By Вen Li
The collective wants you. Join Usenet, the largest information repository on the Internet.
Every day, thousands of articles are posted on Usenet, short for Users’ Network. Since its inception in 1979-1980 at Duke University, an estimated terabyte (1012 bytes) or the equivalent of one billion pages of information and discussions have been generated in over 500 million posts by millions of people.
Usenet is essentially a global bulletin board. Like e-mail, participants read and post text messages, but it also allows anyone to contribute their experience and expertise by reading and replying to those messages and forming threads. For this reason, many people flock to Usenet solely to find instant-gratification answers to their questions.
Over 50,000 groups exist to cover topics including Rush Limbaugh and sex with hamsters using duct tape (no relation). Experts (and quacks) from around the world are more than willing to offer their advice for free, and there are plenty of people on Usenet who could use any knowledge you have.
To participate in Usenet, you will need a news reader program such as Forte Agent for Windows, Tin for AIX (available with your university account), or Yet Another Newswatcher for Mac. Netscape Messenger and Microsoft Outlook for Macintosh and/or Windows are competent news readers but lack some features. You will also need access to a news server, such as the one provided by the U of C or another Internet service provider.
Once you are online, you will need to choose a few news groups (such as alt.tv.star-trek). The easiest way to find a group is by browsing the Usenet newsgroup hierarchy which structures news groups by topic (for example, alt.tv.star-trek.voyager is for discussions regarding Star Trek: Voyager while alt.tv.star-trek is for Star Trek).
Most new users should start in a group under one of the Big Eight newsgroups which include "comp" for computer-related discussions (comp.os for example), "rec" for recreational topics (television, games, etc) and "sci" for academic discussions regarding science. The other large hierarchy, "alt," contains discussions on almost everything imaginable although "alt" can be somewhat chaotic since almost none
of the news-groups under it are moderated. In moderated groups such as those under "comp," article submissions are approved by a human being before they reach the actual newsgroup. This helps to reduce the volume of low-quality and redundant posts.
Users can find out about a particular group by lurking. Lurking, reading others’ posts for a while to understand the general flow of ideas in the community, is a good way to acquaint yourself with the group. Another good idea is to read the FAQ (a list of frequently asked questions) from the newsgroup before posting since most of the common questions have already been asked and answered by others.
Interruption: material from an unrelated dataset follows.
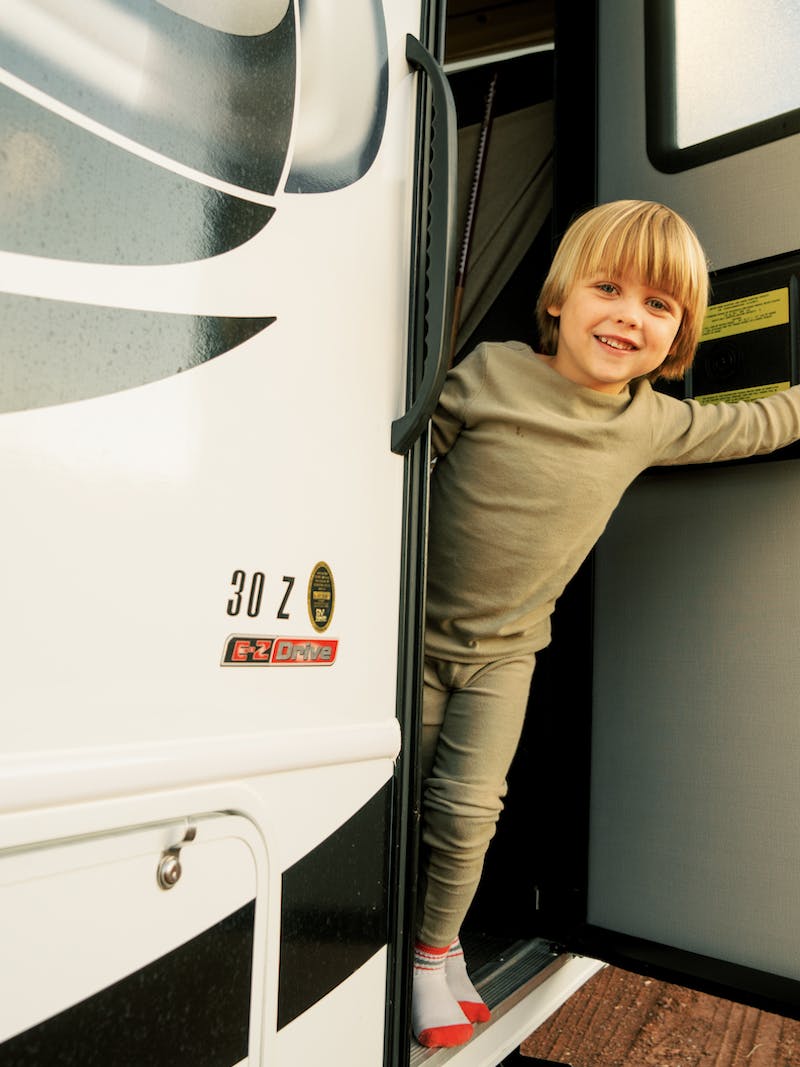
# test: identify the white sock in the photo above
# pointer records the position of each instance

If you think you’ve come up with a question or a discussion topic not previously addressed, or would like to contribute to a discussion, be sure to read the FAQ for posting guidelines. For instance, discussion groups about current TV shows request spoiler space (a bunch of blank lines) before anything that may give away the plot.
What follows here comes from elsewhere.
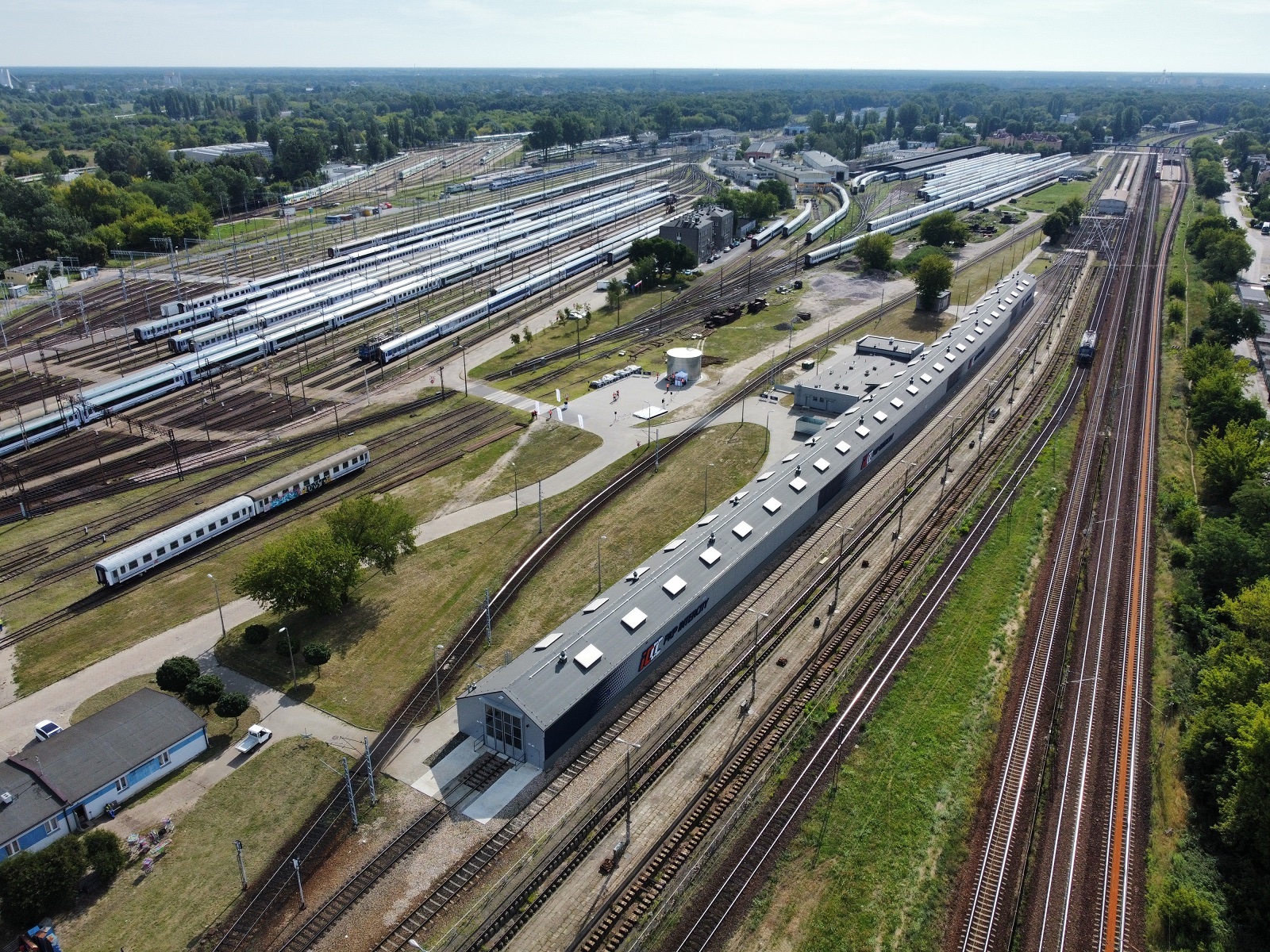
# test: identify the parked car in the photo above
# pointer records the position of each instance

There are a few other things to keep in mind when posting. The subject line should describe what your post or question is about and you should provide as many details as possible in the body of your message. "ALL YOUR BASE ARE BELONG TO US" as a subject line or contents of the body does not count. If you are requesting a specific file or piece of information, it is customary to put "REQ:" in the subject line of the article. Not all groups allow the posting of binaries, that is, any file that is not text. Those that do are often denoted by ".binaries." in their name and are nor particularly great for extended discussions since messages expire quickly, that is, they are deleted from the server because the attached files tend to be large.
If your news server suffers from a lack of interesting groups or fast expiry, there are alternatives. MailandNews.com, for example, offers free Usenet and mail service. For older postings, there are searchable archives of discussions such as DejaNews’ Usenet archive.
Have fun but remember that other posters are mostly human. Don’t say things that you wouldn’t in real life. "Flaming" or being a "troll" (read: bastard) will get you plonked (permanently ignored) very quickly.